Marta leaned toward her. “Are you on something?” She studied her eyes. Her pupils looked huge. She’d never suspected Jane of anything that way. 

“Yeah. It’s called reality. Straight up.”

“Why are you dressed like this? Your hair, your face.”

“You forget.” 

“I forget?”

“What I used to be. What I am. I’m something other than that, you know.” She indicated a family picture on the wall. 
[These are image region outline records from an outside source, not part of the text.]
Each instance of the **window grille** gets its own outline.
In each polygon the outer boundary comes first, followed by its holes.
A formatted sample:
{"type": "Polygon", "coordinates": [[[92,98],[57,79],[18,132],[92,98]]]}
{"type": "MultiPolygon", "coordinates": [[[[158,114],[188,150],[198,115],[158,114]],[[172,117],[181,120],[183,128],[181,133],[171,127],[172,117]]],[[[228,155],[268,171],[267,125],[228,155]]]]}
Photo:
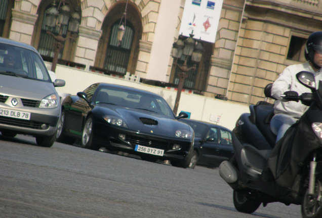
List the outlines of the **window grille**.
{"type": "Polygon", "coordinates": [[[0,36],[4,34],[8,2],[8,0],[0,0],[0,36]]]}
{"type": "Polygon", "coordinates": [[[109,41],[106,49],[104,68],[109,72],[125,74],[128,68],[131,54],[131,48],[133,40],[134,31],[127,22],[125,32],[120,45],[117,41],[117,31],[119,21],[116,22],[112,27],[109,41]]]}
Marta was lost in thought, looking at her. “You’re so lovely, all done up. You should do this more often. I’d like to take real pictures of you. The light’s not bad in here.” She looked up. “Ah, the skylights.”

“I didn’t do it for you.”

“Oh? Guess not.” Jane had hardly looked at her while they were talking. Now she looked pointedly at the camera. Marta shifted and tucked it back in her bag.

Jane turned her head away. “I think it’s time for you to go.”

“Really. And why is that? Why’d you let me in in the first place if it was just to be rude? You’re a strange bird, Mrs. Reilly. Did anyone ever tell you that? One moment all conciliatory, the next all prickly. What goes on in that head of yours? What is it you want from me? Why do you let me in at all.” 

Again Jane turned to her, her eyes whipped up in anger at first, then growing wide and soft, full of some unmentionable sorrow. 

“Look at us. What are we? I hardly feel like a woman anymore. I had to see myself as someone else. I had to get away from me. Do you understand?”